An Experimental Investigation on the Shear-Seepage Coupling Failure Behavior of Split Grouting-Reinforced Body

Abstract

A split grouting-reinforced body (SGRB) is the new surrounding rock that forms after split grouting reinforcement in tunnels and underground engineering, and its shear-seepage behavior is one of the critical factors affecting tunnel stability. The effects of seepage pressure, confining pressure, and the roughness of the soil–slurry interface on the shear-seepage characteristics of SGRB specimens were investigated using a modified triaxial shear-seepage coupling test system. The failure mechanism for the SGRB was analyzed taking into account its seepage behavior and mechanical characteristics. The results showed that the seepage process of the SGRB specimens could be divided into four stages according to the seepage velocity, including the waterless, rapid, decelerating, and steady seepage stages, and the corresponding water turbidity in the seepage stages was classified as turbid, mildly turbid, or clear, respectively.

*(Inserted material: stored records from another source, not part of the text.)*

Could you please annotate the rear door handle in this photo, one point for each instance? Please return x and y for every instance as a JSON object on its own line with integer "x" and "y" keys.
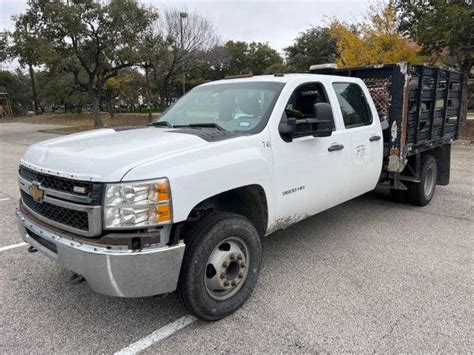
{"x": 334, "y": 147}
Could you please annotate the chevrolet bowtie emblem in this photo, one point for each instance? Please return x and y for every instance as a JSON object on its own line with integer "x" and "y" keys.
{"x": 36, "y": 193}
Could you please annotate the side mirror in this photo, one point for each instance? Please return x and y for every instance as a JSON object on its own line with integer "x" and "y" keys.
{"x": 320, "y": 126}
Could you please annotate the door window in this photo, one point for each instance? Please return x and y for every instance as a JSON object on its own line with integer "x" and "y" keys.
{"x": 354, "y": 107}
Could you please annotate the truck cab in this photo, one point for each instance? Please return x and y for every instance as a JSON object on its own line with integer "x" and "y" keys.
{"x": 182, "y": 204}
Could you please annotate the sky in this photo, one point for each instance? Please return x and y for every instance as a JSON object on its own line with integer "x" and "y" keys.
{"x": 275, "y": 22}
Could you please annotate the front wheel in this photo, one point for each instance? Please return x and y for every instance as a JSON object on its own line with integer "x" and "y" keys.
{"x": 221, "y": 265}
{"x": 422, "y": 192}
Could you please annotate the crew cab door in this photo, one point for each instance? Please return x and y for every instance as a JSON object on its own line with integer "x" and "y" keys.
{"x": 364, "y": 137}
{"x": 309, "y": 171}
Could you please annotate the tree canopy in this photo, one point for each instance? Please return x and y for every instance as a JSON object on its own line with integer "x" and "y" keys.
{"x": 93, "y": 38}
{"x": 314, "y": 46}
{"x": 375, "y": 41}
{"x": 440, "y": 26}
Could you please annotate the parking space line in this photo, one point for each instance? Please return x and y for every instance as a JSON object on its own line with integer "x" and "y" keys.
{"x": 157, "y": 336}
{"x": 8, "y": 247}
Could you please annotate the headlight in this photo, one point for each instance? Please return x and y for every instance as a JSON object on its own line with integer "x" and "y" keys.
{"x": 137, "y": 204}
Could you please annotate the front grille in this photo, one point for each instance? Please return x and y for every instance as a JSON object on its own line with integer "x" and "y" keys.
{"x": 66, "y": 216}
{"x": 54, "y": 182}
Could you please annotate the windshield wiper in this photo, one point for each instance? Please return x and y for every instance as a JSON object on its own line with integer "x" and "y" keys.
{"x": 202, "y": 125}
{"x": 162, "y": 123}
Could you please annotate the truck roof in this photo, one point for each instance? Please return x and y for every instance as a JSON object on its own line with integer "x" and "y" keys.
{"x": 282, "y": 78}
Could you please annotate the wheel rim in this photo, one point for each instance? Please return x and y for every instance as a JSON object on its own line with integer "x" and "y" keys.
{"x": 429, "y": 181}
{"x": 227, "y": 268}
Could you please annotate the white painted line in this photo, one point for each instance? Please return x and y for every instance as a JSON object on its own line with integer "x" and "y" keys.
{"x": 13, "y": 246}
{"x": 157, "y": 336}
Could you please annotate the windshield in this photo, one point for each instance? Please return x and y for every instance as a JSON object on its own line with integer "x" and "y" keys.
{"x": 244, "y": 106}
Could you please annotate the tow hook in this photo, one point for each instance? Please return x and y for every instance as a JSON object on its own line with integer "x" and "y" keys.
{"x": 75, "y": 279}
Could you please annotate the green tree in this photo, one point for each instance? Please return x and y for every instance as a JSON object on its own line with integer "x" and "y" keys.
{"x": 28, "y": 47}
{"x": 254, "y": 57}
{"x": 56, "y": 88}
{"x": 440, "y": 26}
{"x": 86, "y": 36}
{"x": 374, "y": 41}
{"x": 3, "y": 46}
{"x": 182, "y": 37}
{"x": 17, "y": 89}
{"x": 314, "y": 46}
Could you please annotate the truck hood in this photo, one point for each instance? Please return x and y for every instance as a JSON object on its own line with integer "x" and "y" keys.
{"x": 106, "y": 154}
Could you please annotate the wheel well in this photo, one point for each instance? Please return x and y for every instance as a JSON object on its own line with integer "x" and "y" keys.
{"x": 248, "y": 201}
{"x": 442, "y": 155}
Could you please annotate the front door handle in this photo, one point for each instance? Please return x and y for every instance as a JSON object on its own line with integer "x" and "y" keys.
{"x": 334, "y": 147}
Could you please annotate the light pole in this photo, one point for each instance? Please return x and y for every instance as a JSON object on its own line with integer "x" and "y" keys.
{"x": 182, "y": 15}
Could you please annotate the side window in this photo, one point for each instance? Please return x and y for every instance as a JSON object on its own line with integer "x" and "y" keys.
{"x": 301, "y": 103}
{"x": 354, "y": 107}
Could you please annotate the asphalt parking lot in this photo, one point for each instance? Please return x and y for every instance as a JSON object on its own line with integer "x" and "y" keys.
{"x": 369, "y": 275}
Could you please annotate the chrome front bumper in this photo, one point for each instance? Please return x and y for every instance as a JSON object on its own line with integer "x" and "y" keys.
{"x": 122, "y": 273}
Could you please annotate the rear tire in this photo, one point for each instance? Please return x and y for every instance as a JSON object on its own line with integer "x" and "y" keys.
{"x": 421, "y": 193}
{"x": 221, "y": 265}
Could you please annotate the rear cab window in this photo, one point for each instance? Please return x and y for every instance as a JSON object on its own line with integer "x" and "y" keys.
{"x": 353, "y": 104}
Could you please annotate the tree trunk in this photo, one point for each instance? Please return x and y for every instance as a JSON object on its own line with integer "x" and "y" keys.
{"x": 96, "y": 109}
{"x": 163, "y": 97}
{"x": 110, "y": 107}
{"x": 147, "y": 84}
{"x": 33, "y": 88}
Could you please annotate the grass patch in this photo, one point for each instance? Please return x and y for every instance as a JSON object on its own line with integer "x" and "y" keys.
{"x": 77, "y": 122}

The peak shear stress of the soil–slurry interface of the SGRB specimens under seepage was lower than that in the waterless environment, and the peak shear stress decreased from 57.25 kPa (waterless) to 29.37 kPa (a seepage pressure of 0.08 MPa), marking a reduction of 50.74%. The seepage phenomenon of the specimens was related to the ‘seepage-to-confining ratio’, and its critical points in the waterless, seepage, and seepage surge stages were 0.2, 0.4, and 0.6, respectively.